Antonio's home was, of necessity, in Jerez, in Andalusia, where sherry is produced, and where the Ravel family vineyards had existed for a couple of centuries. With easy access to the playgrounds of Marbella, and the Costa del Sol, where Antonio was a well-known figure, always with a pretty woman—who was definitely not his wife—the location suited him just fine. Anyway, he knew he was better off away from Barcelona and Lorenza's long reach and knowing eye.

“You look beautiful,” he told her now, insincerely. “As always.”

“Why, thank you, Antonio. I wish your father could have been here to hear you say that. He always believed you thought me vulgar and too sexy for my own good. Or his.”
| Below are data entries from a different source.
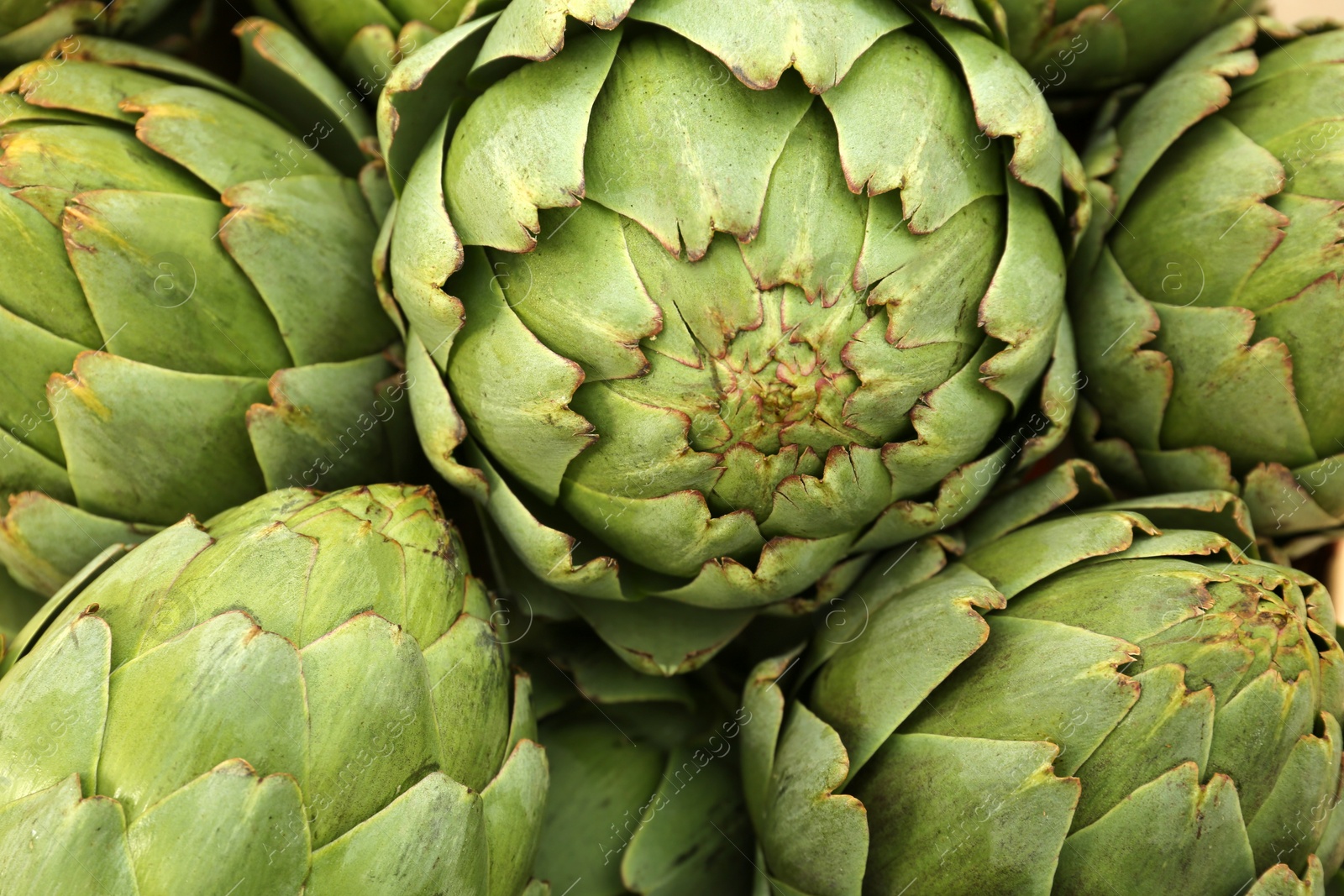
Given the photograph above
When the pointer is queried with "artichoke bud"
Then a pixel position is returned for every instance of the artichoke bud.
(645, 788)
(366, 40)
(1074, 50)
(1215, 284)
(679, 289)
(1089, 699)
(300, 672)
(187, 315)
“Oh, God, Lorenza.” Antonio rolled up his eyes and fiddled with his Hermès tie, a pattern of tiny green turtles running on a pink background, a frivilous contrast to his impeccably cut dark blue pinstripe suit.

“I like your tie,” Lorenza said, with a flash of mischief. “I've never figured out why men hate wearing ties when really it's the only pretty thing they're allowed. A touch of color, you know. Though,” she added, eyeing him up and then down again, “somehow I've always envisioned a winemaker as a man of the earth. You know, in khakis or blue jeans, an old plaid shirt. A man comfortable with himself.”

Antonio had been given his hardworking grandfather's name, plain and simple, but there was nothing plain and simple or hardworking about the grandson. He smoldered, silently now, thinking about his stepmother. He had never, ever, referred to Lorenza as his father's “wife,” eliminating her any way he could from “the family” even though she now
owned
that family. Right now, Antonio felt like killing his stepmother but contented himself with a dark glare that, had Lorenza been looking, would have told her so. Before he could make a stinging reply the doorbell rang and Buena, who had been lurking behind it, quickly flung it open.